When faced with resource allocation issues, one may come across a classic challenge known as the Knapsack Problem. This problem seeks the optimal selection of items to maximize value without overspending a defined budget or exceeding a certain limit. In this guide, we address a customized version of the Knapsack Problem: Given a budget of $20 and a desire for six unique beers, how do we maximize the review scores while adhering to specific type constraints?

The Problem Unpacked

Imagine a scenario where you want to concoct the perfect mix as per the following requirements:

Budget: Spend less than $20 total.

Fixed Quantity: Buy exactly six beers.

Type Constraints:

At least two must be Lagers.

At least one must be a Stout.

At least one must be an Amber.

Uniqueness: All six beers need to be unique.

Example Beer Data

Here's a simplified data set for the beers available:

Beer NameTypePriceScoreBeer1Lager3.504.1Beer2Porter4.904.5Beer3IPA3.704.0Beer4Stout3.204.2Beer5Amber3.803.9Beer6Stout2.702.9Beer7IPA2.503.2Beer8Pilsner3.104.0Beer9Amber3.004.1Beer10Porter2.803.3Beer11IPA3.704.0Beer12Lager3.204.2Beer13Amber3.303.5Beer14Stout2.902.8Beer15Lager3.204.2The Solution Approach

To solve this problem effectively without brute force searching through all possible combinations, we can utilize the Google OR-Tools CP-SAT solver, which is designed for constraint programming tasks. Below, we’ll detail each step of the process in code.

Step 1: Setup Data

First, we’ll initialize our problem parameters including the beer list, budget, and beer count.

Step 2: Preprocess the Data

Ensure that the prices and scores are suitable for our solver since it handles integer values.

Step 3: Create a Model

Using the CP-SAT solver, define the model, variables, and constraints.

Step 4: Solve the Model

Use the solver to determine the optimal selection of beers that meets all outlined criteria.

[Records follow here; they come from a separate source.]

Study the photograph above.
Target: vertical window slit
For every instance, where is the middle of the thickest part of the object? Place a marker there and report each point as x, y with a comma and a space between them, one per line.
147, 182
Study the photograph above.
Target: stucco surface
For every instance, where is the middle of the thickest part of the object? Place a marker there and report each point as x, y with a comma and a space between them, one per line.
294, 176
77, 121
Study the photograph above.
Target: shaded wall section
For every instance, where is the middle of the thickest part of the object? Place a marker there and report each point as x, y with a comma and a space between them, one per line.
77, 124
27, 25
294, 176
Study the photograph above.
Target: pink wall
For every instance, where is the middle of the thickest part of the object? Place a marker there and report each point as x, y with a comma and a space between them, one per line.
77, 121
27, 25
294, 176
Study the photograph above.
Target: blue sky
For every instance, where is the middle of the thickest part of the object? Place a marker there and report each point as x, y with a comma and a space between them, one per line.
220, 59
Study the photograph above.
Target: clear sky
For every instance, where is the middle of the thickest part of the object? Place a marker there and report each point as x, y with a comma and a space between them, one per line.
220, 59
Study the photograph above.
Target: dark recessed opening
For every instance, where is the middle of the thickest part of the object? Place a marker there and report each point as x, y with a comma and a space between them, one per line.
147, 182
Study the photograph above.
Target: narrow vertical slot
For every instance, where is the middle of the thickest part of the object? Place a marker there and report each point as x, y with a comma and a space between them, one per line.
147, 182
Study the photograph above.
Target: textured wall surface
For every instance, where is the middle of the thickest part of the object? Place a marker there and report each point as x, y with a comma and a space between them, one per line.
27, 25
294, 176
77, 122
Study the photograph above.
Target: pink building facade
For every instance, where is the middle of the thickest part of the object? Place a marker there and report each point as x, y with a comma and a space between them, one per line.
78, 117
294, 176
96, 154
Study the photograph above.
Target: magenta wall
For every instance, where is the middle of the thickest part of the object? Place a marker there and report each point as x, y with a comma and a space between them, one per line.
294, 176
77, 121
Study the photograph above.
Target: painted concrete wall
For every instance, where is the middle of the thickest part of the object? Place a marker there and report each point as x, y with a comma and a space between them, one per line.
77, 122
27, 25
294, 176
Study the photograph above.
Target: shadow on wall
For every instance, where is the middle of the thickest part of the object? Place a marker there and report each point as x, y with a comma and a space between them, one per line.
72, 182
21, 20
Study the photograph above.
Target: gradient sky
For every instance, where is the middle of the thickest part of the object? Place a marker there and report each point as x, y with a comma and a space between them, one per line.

Here's how to implement this in Python:

[[See Video to Reveal this Text or Code Snippet]]

Output Interpretation

Upon successfully executing the model, the optimal selection of beers is printed based on constraints ensuring you maximize your score while sticking to defined rules.

Conclusion

By utilizing the cp-sat solver from OR-Tools, you can solve complex knapsack scenarios efficiently. This laid-back exploration demonstrates how Python can tackle even multifaceted challenges with elegant, concise solutions - far superior to brute force methods. For any complex allocation problem, leveraging this solver will make your tasks much simpler and more efficient.

With this guide, we hope you feel empowered to navigate your unique challenges with similar approaches. Happy coding!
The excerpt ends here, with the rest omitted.